The researchers found that the addition of EDC (fuel) led to the formation of transient RNA-containing coacervate droplets. The droplets' behavior depended on the fuel concentration: low fuel concentrations (7.5-40 mM) resulted in 'dynamic droplets' that quickly formed and dissolved, while higher concentrations (>40 mM) yielded 'metastable droplets' with longer lifetimes. Dynamic droplets showed a strong correlation between product concentration and turbidity, with the turbidity peaking when product concentration was highest and disappearing when the fuel and product were depleted. Metastable droplets, however, persisted even after fuel and product exhaustion, suggesting a kinetically arrested state. Confocal microscopy revealed that dynamic droplets exhibited dynamic behavior, including fusion, vacuole formation, and fragmentation into smaller droplets before dissolution. The metastable droplets showed less fusion and vacuole formation and persisted even after all product had been deactivated, suggesting that the peptide can hold the droplet together. The study further demonstrated that functional RNAs (ribozymes and aptamers) were transiently up-concentrated within the droplets, maintaining their active folded state. This was confirmed by fluorescence spectroscopy, showing that the aptamer-ligand complex localized within the droplets, indicating that functional RNA can remain active within the droplet environment. The critical coacervation concentration was determined to be around 0.9 mM of the anhydride product. The ratio of product to RNA significantly differed between dynamic and metastable droplets, with metastable droplets showing a higher ratio, potentially contributing to the longer lifetimes. In summary, the fuel-driven system allowed for the observation of several hallmarks of membraneless organelles: emergence, decay, rapid exchange of building blocks, and functionality.

This study successfully developed a fuel-driven model of membraneless organelles using RNA-containing coacervate droplets. The findings demonstrate how chemical reaction kinetics regulate droplet behavior, including formation, dissolution, and RNA partitioning. The observation of dynamic processes such as fusion, vacuole formation, and fragmentation provides valuable insights into the complex dynamics of biological membraneless organelles. The ability of the droplets to transiently up-concentrate functional RNA highlights their potential as a protocell model. The results significantly advance our understanding of how chemical reactions influence LLPS, a key mechanism in cellular organization. This model offers a powerful tool to study the effects of various factors on droplet behavior, such as protein modifications, post-translational modifications, and the role of RNA. The fuel-driven nature of the system allows for a closer approximation to the dynamic and out-of-equilibrium conditions present in living cells.

This research presents a novel fuel-driven model for membraneless organelles based on complex coacervate droplets, showcasing dynamic behavior reminiscent of biological counterparts.

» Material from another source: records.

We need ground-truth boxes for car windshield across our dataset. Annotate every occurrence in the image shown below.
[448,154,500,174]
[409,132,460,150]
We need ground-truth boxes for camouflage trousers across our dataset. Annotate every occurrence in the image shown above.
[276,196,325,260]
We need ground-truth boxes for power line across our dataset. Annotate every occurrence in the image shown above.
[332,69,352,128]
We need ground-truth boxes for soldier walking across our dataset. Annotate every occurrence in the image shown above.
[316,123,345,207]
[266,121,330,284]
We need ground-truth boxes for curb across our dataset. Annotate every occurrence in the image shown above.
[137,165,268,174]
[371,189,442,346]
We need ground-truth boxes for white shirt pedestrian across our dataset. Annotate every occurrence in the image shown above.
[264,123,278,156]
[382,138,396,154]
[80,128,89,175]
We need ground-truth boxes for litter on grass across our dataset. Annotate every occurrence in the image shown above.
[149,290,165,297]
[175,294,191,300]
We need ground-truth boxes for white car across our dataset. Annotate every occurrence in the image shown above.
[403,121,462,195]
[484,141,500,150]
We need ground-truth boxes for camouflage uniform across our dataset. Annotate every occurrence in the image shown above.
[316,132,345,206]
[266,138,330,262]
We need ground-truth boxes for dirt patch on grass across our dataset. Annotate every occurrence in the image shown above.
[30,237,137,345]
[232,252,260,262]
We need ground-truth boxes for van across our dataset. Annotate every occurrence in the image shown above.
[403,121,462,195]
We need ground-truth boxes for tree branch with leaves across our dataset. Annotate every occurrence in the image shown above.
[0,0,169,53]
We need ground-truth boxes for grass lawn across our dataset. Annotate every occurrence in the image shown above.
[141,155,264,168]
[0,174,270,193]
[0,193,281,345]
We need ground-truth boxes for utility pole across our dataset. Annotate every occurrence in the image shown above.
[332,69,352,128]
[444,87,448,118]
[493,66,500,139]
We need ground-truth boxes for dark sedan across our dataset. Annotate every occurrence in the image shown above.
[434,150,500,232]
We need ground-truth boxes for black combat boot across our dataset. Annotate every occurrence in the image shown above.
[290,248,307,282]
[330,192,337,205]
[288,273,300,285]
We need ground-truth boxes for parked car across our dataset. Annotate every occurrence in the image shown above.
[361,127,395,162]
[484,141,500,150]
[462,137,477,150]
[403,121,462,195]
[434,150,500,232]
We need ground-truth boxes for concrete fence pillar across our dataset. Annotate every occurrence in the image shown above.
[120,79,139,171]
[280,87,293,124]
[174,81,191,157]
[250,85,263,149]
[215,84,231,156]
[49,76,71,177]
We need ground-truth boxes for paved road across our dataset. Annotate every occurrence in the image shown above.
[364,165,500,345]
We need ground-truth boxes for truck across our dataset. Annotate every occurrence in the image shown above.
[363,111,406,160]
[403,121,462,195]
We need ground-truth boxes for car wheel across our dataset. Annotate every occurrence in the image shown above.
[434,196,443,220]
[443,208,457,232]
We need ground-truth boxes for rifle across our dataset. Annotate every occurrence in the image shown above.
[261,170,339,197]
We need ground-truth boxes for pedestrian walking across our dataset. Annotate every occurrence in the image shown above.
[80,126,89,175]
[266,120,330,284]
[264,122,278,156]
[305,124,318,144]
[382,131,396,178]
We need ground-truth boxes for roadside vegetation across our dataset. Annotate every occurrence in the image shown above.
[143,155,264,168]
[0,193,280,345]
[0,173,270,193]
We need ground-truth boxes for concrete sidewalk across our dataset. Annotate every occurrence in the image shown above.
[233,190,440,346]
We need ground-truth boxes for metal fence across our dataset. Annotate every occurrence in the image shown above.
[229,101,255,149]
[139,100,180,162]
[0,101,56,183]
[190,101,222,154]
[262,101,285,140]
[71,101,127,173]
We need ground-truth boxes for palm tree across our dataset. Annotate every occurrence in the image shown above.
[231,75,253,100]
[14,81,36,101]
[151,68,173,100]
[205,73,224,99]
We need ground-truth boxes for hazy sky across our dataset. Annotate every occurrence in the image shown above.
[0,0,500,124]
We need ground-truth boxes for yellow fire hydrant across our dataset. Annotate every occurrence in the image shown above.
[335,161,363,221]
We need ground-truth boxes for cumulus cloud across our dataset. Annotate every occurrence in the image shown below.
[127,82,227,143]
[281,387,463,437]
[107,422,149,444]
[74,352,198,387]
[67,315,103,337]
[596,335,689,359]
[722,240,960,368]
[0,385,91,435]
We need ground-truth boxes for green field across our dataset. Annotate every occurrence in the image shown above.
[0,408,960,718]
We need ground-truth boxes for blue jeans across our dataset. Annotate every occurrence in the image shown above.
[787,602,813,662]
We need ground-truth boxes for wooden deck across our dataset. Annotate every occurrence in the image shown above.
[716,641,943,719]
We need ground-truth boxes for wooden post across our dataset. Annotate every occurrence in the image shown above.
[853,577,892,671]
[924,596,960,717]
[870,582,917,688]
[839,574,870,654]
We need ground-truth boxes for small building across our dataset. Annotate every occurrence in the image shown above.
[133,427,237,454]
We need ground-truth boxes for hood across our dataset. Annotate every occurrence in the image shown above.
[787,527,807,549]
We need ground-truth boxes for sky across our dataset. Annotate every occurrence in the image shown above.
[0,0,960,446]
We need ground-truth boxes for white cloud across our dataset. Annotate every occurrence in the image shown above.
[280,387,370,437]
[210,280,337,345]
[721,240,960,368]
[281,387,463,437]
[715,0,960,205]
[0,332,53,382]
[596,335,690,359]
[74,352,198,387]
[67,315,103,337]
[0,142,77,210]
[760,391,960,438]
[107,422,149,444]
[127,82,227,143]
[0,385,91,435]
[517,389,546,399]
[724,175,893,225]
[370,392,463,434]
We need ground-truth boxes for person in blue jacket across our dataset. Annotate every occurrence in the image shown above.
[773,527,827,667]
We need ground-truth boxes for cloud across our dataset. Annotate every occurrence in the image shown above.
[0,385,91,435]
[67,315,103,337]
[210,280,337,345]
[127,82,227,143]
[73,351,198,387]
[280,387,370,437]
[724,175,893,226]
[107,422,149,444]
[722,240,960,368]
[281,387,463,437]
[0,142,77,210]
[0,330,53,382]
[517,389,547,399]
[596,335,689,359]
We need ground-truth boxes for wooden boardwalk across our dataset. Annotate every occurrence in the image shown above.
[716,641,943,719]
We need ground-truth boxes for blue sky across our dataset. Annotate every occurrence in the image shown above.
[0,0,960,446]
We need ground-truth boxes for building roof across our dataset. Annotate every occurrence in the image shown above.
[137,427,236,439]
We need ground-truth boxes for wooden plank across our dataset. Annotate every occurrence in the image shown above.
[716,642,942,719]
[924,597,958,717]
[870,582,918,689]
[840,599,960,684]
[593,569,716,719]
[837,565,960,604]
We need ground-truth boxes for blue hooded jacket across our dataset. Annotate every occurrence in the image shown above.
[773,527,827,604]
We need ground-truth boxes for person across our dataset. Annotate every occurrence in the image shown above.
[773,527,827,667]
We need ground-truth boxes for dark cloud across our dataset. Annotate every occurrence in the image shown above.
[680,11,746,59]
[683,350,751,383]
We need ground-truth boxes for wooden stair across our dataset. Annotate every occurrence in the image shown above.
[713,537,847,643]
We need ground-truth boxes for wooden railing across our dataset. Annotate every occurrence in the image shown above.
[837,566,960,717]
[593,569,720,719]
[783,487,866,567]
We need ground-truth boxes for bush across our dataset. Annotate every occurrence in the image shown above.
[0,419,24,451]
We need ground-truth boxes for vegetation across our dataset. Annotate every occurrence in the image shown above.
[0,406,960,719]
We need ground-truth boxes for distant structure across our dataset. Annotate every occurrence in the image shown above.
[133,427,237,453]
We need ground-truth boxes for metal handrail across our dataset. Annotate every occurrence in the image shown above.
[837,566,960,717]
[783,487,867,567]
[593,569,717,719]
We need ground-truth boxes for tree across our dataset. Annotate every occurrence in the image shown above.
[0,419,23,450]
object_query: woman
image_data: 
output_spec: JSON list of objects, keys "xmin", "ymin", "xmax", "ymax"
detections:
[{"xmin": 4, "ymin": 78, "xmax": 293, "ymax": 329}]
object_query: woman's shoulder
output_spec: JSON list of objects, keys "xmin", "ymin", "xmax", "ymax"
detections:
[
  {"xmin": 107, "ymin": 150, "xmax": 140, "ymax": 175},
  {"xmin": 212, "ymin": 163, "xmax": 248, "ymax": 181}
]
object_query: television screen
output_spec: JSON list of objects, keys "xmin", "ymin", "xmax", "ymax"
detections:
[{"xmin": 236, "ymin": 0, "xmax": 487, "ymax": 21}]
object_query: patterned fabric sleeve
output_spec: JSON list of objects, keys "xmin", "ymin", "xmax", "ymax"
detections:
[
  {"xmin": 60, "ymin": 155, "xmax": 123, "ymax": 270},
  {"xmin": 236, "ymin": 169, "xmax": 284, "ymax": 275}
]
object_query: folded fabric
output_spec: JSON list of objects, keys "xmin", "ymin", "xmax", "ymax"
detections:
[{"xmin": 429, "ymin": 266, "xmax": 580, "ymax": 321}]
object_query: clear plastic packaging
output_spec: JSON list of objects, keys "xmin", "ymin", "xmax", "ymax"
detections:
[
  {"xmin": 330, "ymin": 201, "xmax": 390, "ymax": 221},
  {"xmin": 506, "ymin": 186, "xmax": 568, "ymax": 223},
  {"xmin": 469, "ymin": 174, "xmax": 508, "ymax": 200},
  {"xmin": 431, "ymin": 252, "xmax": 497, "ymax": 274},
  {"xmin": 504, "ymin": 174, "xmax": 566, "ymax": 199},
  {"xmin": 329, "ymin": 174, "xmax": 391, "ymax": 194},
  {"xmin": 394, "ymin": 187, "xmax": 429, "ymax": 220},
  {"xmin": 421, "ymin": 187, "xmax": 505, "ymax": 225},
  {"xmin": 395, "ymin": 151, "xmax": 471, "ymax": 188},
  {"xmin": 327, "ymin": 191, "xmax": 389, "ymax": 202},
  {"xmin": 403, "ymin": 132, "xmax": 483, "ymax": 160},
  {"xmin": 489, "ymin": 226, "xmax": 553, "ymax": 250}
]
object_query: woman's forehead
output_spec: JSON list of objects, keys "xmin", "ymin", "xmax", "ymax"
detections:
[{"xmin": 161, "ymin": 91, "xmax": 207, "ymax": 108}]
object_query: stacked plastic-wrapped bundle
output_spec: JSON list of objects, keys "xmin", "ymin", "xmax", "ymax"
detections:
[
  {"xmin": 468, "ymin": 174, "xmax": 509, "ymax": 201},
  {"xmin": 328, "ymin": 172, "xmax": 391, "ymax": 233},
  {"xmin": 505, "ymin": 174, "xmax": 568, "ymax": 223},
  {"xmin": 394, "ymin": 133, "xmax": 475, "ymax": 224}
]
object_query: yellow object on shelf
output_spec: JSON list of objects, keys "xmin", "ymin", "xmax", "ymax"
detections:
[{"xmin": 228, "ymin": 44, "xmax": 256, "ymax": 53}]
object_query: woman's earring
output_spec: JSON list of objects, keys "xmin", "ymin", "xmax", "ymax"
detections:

The system successfully demonstrates transient up-concentration of functional RNA and exhibits processes like fusion, vacuole formation, and fragmentation, providing a valuable platform for further exploration of the intricate mechanisms governing membraneless organelles. Future studies could focus on incorporating self-replicating RNA sequences and exploring the potential of these droplets as minimal protocells.

The model system, while a significant advancement, may not fully capture the complexity of biological membraneless organelles. The peptide used is a simplified representation of the more complex proteins involved in biological phase separation. Furthermore, the in vitro environment might differ from the intracellular environment, potentially influencing droplet behavior. The study focuses on a specific set of conditions and further investigation is needed to assess the model's robustness and applicability across different contexts. The methods used, while effective, might have limitations in precisely quantifying the concentrations of some components in the dynamic system.